La clínica de Berazategui ya suma 11 denuncias por mala praxis

Se trata del mismo sanatorio donde semanas atrás le amputaron la pierna a una jubilada por error.
martes, 06 de agosto de 2019 · 12:30

La clínica de Berazategui que se hizo conocida en las últimas semanas por amputarle una pierna a una jubilada por error suma un total de 11 denuncias por mala praxis. Así lo confirmó la abogada Paola Stekloff, quien también adelantó que tiene una gran cantidad de documentación que complica al centro de salud.

Se trata del Nuevo Sanatorio Berazategui, ubicado en avenida 14 y calle 141, donde una mujer de 66 años que sufría diabetes debía ser sometida a la amputación de la pierna derecha.

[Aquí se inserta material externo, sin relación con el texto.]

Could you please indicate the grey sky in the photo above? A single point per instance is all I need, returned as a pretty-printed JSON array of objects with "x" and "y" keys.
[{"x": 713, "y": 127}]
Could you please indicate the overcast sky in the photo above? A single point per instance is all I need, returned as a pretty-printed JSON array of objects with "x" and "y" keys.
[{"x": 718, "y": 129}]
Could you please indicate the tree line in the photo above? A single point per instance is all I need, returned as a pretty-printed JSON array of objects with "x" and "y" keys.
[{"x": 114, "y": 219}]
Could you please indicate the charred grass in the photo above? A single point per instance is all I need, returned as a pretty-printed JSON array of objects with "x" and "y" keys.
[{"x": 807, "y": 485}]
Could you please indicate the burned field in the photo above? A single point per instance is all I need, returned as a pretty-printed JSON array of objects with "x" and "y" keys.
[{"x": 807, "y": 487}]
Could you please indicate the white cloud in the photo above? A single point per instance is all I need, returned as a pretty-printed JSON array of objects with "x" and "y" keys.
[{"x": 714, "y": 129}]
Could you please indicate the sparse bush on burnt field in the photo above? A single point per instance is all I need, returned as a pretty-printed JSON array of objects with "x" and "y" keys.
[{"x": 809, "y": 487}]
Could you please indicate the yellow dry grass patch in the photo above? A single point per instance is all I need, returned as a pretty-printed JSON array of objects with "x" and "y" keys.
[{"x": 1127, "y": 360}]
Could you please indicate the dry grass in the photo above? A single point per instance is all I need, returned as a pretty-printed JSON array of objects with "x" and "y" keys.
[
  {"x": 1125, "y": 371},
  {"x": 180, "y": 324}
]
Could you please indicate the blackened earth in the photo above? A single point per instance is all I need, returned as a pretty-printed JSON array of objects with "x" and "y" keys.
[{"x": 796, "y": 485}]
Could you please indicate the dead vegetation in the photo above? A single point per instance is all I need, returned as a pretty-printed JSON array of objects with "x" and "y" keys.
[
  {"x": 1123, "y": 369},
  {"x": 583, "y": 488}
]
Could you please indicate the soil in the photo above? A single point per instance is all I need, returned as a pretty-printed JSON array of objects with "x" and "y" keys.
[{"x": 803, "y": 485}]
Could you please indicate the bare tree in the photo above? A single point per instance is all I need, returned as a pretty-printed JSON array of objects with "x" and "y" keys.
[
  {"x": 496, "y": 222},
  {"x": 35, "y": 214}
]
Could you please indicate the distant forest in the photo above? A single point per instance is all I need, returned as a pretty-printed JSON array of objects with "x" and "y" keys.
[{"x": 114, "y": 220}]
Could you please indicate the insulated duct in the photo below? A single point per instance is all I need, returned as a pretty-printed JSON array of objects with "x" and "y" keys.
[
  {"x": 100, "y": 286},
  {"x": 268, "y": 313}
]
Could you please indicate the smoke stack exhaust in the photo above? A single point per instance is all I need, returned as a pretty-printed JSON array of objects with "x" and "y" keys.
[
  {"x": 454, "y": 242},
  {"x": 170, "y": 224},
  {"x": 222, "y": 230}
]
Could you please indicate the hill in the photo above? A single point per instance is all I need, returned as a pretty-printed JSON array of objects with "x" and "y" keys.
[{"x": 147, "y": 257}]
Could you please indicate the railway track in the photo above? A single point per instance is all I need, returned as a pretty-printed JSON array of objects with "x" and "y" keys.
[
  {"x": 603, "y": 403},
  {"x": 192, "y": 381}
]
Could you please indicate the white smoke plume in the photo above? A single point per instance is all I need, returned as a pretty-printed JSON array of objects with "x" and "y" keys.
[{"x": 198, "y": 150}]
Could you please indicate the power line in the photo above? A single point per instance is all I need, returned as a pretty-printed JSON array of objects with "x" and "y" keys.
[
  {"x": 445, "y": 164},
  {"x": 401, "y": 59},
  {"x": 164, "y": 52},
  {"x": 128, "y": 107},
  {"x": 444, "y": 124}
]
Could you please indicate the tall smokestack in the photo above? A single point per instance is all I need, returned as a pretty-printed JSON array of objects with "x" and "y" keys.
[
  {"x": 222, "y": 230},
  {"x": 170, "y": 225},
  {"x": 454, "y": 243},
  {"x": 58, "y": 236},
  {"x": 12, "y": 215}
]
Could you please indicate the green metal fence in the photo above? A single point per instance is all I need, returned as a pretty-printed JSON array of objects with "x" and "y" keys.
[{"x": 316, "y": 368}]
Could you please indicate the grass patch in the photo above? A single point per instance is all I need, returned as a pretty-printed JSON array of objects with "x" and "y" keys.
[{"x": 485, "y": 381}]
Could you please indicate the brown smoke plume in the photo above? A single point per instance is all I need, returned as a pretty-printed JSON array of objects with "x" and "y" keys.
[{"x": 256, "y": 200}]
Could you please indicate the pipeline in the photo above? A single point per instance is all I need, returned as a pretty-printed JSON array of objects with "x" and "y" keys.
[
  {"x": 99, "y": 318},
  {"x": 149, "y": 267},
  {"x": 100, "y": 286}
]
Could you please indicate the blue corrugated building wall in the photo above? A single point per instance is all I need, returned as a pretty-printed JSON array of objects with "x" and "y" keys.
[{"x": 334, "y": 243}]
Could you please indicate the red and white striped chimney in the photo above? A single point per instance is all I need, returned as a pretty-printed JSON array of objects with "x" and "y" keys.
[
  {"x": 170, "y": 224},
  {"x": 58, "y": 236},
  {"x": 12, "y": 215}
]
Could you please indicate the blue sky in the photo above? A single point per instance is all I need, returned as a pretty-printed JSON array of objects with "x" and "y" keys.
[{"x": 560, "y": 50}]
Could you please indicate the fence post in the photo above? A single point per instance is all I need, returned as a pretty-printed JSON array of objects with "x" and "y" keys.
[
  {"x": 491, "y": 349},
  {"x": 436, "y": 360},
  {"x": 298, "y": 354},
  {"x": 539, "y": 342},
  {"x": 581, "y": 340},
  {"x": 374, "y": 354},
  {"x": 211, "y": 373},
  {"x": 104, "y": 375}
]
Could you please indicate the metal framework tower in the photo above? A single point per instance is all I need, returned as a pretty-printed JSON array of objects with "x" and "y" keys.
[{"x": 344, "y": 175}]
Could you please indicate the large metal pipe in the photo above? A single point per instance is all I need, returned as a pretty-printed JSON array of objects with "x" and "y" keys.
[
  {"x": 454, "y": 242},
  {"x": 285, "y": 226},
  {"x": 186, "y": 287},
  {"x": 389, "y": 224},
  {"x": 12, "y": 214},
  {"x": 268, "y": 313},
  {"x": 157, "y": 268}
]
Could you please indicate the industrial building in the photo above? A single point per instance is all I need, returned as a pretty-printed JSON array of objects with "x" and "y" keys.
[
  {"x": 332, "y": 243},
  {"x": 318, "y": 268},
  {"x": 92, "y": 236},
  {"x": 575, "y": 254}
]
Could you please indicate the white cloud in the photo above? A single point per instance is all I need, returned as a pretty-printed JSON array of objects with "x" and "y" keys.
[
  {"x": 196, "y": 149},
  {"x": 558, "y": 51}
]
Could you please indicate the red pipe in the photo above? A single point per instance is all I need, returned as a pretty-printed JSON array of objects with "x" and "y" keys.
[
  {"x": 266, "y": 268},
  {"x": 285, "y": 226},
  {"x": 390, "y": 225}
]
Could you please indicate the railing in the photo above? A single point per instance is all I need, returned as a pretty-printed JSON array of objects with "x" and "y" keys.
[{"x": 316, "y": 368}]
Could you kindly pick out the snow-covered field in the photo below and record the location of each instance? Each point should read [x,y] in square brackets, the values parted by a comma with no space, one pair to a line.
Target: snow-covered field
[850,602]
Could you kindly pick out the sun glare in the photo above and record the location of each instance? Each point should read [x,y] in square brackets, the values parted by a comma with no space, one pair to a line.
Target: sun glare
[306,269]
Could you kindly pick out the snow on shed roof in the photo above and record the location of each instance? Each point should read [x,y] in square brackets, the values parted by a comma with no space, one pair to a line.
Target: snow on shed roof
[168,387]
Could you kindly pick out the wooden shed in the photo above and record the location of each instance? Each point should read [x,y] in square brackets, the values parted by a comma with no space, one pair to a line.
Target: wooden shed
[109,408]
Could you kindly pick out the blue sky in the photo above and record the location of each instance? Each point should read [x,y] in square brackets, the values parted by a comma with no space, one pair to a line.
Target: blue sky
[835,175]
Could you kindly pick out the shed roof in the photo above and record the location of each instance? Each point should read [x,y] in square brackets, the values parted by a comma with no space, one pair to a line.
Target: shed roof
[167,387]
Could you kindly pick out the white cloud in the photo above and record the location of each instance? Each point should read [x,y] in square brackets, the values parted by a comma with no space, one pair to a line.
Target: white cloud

Sin embargo, los médicos se equivocaron y le amputaron la extremidad izquierda. para sumar indignación a los involucrados, días más tarde se conoció que la la operación de la mujer, llamada Magdalena Leguizamón, no habría sido necesaria.

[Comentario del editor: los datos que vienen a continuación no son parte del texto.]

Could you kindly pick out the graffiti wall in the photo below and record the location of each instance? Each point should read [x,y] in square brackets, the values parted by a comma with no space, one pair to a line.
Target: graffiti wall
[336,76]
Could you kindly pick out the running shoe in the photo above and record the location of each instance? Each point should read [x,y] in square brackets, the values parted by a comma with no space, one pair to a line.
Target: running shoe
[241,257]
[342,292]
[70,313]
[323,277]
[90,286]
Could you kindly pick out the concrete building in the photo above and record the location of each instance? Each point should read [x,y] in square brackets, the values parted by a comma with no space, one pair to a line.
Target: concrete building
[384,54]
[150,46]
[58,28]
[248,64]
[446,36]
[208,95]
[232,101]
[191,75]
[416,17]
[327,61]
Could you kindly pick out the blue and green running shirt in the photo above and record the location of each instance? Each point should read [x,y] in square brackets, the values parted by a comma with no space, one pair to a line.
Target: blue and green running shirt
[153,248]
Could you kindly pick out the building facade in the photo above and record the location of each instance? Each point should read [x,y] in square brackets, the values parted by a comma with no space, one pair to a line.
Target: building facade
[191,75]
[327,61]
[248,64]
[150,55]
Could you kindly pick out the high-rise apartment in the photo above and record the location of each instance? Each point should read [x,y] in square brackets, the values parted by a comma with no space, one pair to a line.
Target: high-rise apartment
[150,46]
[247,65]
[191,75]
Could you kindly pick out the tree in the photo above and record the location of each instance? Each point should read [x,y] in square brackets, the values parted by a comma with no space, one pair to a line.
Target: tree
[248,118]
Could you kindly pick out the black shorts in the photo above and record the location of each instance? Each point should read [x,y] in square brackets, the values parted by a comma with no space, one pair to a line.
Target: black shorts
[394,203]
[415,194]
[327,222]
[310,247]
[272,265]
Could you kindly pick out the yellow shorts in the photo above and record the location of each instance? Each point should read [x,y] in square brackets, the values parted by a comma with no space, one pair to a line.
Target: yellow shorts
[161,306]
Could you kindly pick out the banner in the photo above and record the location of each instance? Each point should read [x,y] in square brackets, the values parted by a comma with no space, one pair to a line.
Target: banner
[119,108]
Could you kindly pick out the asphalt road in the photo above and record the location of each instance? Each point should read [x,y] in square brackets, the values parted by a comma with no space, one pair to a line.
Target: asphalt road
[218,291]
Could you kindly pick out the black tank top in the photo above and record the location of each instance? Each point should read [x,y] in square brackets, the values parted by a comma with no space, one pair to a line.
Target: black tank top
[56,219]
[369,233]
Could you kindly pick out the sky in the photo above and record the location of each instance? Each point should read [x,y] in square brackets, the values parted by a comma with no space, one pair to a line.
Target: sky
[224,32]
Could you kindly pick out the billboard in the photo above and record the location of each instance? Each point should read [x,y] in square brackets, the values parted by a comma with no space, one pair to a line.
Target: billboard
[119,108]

Ahora Stekloff confirmó que presentará once denuncias contra la clínica por mala praxis por casos que fueron investigados a partir de "los cuestionamientos y las consultas" de varias familias que se acercaron a su despacho, según publicó TN.

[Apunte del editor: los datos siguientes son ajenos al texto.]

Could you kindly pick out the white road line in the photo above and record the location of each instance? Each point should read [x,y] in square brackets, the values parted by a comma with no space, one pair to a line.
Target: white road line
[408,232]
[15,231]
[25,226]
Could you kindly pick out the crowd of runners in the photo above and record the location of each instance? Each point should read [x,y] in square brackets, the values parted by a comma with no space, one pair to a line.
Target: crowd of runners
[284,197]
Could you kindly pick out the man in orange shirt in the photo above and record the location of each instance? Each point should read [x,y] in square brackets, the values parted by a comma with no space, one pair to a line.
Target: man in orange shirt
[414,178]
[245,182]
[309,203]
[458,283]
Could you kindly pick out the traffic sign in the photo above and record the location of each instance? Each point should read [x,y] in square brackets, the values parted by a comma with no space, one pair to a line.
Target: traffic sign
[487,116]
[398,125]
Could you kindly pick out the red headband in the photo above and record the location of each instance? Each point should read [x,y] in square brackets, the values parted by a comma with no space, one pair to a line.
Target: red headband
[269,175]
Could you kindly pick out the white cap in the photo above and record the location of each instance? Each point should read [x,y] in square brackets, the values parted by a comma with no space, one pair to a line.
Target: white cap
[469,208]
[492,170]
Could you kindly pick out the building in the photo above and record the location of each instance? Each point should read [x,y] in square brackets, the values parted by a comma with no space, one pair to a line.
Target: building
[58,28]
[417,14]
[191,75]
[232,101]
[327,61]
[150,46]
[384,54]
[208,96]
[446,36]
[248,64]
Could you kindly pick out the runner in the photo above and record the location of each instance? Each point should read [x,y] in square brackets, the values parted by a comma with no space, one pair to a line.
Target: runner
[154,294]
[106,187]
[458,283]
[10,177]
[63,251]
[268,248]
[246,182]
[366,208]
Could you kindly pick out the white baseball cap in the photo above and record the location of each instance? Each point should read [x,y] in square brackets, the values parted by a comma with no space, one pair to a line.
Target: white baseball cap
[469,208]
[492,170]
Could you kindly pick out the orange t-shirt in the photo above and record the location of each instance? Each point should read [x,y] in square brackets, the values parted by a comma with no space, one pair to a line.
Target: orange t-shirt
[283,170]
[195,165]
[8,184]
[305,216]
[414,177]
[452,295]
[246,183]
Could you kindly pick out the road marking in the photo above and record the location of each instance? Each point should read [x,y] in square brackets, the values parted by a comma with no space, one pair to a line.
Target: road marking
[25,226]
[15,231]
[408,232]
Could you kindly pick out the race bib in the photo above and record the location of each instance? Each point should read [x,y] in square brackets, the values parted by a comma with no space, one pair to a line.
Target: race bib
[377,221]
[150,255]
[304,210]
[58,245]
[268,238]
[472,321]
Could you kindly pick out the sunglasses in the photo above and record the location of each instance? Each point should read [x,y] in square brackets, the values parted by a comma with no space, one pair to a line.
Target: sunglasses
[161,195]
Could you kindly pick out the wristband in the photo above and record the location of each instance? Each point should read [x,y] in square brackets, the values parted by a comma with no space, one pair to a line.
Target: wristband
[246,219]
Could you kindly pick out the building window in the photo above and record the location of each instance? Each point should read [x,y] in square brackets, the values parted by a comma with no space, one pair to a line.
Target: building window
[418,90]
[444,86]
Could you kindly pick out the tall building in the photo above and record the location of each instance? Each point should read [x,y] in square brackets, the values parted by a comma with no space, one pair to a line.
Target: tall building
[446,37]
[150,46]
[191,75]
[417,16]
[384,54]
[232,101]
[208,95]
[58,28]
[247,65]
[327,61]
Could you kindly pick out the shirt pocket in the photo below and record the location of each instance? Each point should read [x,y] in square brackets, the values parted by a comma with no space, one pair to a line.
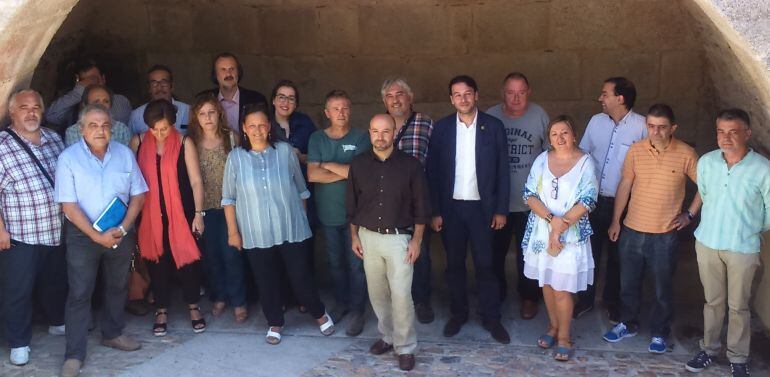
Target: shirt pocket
[120,183]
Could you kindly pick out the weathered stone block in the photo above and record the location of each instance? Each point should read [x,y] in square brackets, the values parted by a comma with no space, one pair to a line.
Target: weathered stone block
[290,31]
[510,27]
[642,68]
[588,24]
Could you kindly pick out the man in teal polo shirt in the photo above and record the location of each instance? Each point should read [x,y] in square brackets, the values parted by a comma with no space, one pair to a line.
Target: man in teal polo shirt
[734,183]
[328,159]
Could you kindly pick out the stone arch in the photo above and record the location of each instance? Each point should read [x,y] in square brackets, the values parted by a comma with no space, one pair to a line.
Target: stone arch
[698,55]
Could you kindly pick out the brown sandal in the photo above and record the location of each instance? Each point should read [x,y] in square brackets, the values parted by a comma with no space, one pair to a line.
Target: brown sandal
[218,308]
[241,314]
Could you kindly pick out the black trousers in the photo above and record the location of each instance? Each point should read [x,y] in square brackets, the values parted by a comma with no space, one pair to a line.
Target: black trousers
[32,271]
[267,265]
[527,288]
[85,259]
[465,222]
[162,271]
[601,219]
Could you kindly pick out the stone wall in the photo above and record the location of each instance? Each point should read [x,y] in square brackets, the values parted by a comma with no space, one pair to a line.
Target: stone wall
[566,48]
[26,27]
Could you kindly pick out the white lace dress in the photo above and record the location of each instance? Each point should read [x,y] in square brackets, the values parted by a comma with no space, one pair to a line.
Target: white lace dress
[573,269]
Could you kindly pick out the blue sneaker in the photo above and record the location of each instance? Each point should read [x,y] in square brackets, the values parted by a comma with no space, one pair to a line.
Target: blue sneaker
[618,332]
[657,345]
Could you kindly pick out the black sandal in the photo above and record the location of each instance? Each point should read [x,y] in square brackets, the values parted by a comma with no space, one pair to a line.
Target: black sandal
[159,329]
[199,325]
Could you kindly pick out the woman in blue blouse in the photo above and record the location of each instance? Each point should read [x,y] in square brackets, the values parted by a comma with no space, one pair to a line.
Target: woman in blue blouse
[560,190]
[296,128]
[264,196]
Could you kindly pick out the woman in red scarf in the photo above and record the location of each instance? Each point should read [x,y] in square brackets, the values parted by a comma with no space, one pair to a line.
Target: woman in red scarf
[172,216]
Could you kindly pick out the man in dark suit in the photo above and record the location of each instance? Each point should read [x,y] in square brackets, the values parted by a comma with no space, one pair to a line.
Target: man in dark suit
[469,183]
[227,72]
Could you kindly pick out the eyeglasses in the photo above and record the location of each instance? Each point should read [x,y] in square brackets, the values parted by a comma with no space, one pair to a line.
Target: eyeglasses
[555,187]
[283,98]
[156,83]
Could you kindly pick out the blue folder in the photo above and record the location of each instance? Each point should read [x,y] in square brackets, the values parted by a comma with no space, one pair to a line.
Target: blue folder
[112,216]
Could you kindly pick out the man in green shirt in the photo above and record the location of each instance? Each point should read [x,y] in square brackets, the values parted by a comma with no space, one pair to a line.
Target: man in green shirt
[734,183]
[328,159]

Además, la abogada alertó que uno de los cirujanos de la clínica es titular de una casa funeraria. "Fernando Javier Palladino, médico denunciado por homicidio culposo, es el dueño de la funeraria Casa Central, que está ubicada a una cuadra del Nuevo Sanatorio Berazategui", indicó la Stekloff, algo que según contó la profesional, habrían advertido los familiares de una de las víctimas.

"Hace cuatro meses, a un hombre que murió en una cirugía —que no fue informada por mala praxis— le sugirieron en la clínica Casa Central. Cuando los parientes se dirigieron allí, encontraron a Palladino -que había realizado la operación- con un delantal negro", agregó.

La abogada se encuentra también a cargo del expediente de Dionisia Caballero, una mujer de 64 años que ingresó en mayo al sanatorio por una fractura de muñeca. Tras la operación, sufrió un paro cardíaco y quedó en estado vegetativo. La paciente murió el 23 de junio por una infección generalizada. 

Otro de los casos que lleva adelante es el de Teresa Angilletta, de 71 años, que murió después de una intervención quirúrgica del píloro. Sin embargo, en lugar de desobstruirle ese conducto que comunica el estómago con el duodeno, le quitaron la vesícula.